In Re Means

454 B.R. 636, 2011 Bankr. LEXIS 2683, 2011 WL 2709107
CourtUnited States Bankruptcy Court, D. South Carolina
DecidedJuly 8, 2011
Docket14-02097
StatusPublished
Cited by1 cases

This text of 454 B.R. 636 (In Re Means) is published on Counsel Stack Legal Research, covering United States Bankruptcy Court, D. South Carolina primary law. Counsel Stack provides free access to over 12 million legal documents including statutes, case law, regulations, and constitutions.

Bluebook
In Re Means, 454 B.R. 636, 2011 Bankr. LEXIS 2683, 2011 WL 2709107 (S.C. 2011).

Opinion

ORDER

DAVID R. DUNCAN, Bankruptcy Judge.

This matter is before the Court on an Amended Motion for Relief from Stay (“Motion”) filed by Orion Construction Company, Inc. (“Orion”) on May 27, 2011. An Objection to Orion’s Motion was filed by Homer E. Means and Denise Means (“Debtors”) on June 6, 2011. A Response to Debtors’ Objection was filed by Orion on June 17, 2011. A hearing was held on June 20, 2011. At the conclusion of the hearing, the Court took the matter under advisement for further consideration. Pursuant to Federal Rule of Civil Procedure 52, which is made applicable to this matter by Federal Rules of Bankruptcy Procedure 7052 and 9014(c), the Court now makes the following findings of fact and conclusions of law.

FINDINGS OF FACT

Debtors filed for chapter 13 relief on July 7, 2008. Their chapter 13 plan was confirmed on September 3, 2008. On April 12, 2011, Orion filed a Motion for Relief from Stay, requesting a modification of the stay to allow Orion to move forward with a pending state mechanic’s lien proceeding.
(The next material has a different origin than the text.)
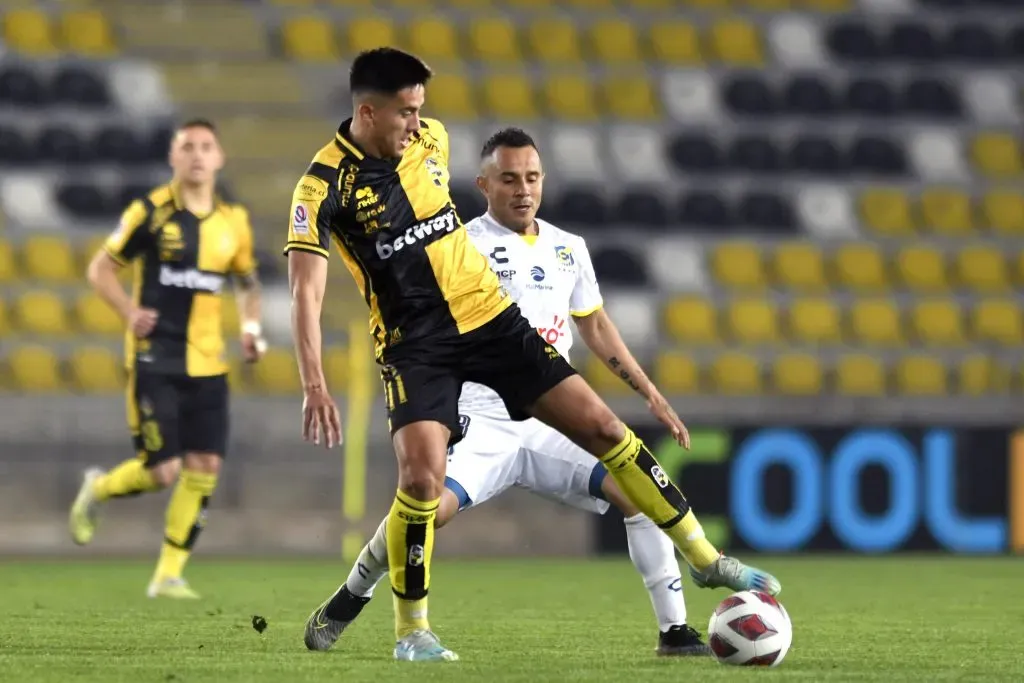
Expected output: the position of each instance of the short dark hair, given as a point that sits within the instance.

An Objection to that Motion was filed by Debtors on April 26, 2011, and a hearing was held on May 10, 2011. Two days after the hearing, Debtors voluntarily converted their case to chapter 7. As a result, the Court entered an Order on May 19, 2011 stating that it could not provide Orion with any relief due to the conversion and indicating that Orion could notice the chapter 7 trustee of its motion if it wished to proceed following the conversion. Orion filed its Amended Motion on May 27, 2011, and Debtors again objected on June 6, 2011. Orion’s Amended Motion was substantially similar to Orion’s original Motion for Relief from Stay. The chapter 7 trustee has not filed a response to the Amended Motion but has completed administration of the case and filed a report that no property is available for distribution to creditors.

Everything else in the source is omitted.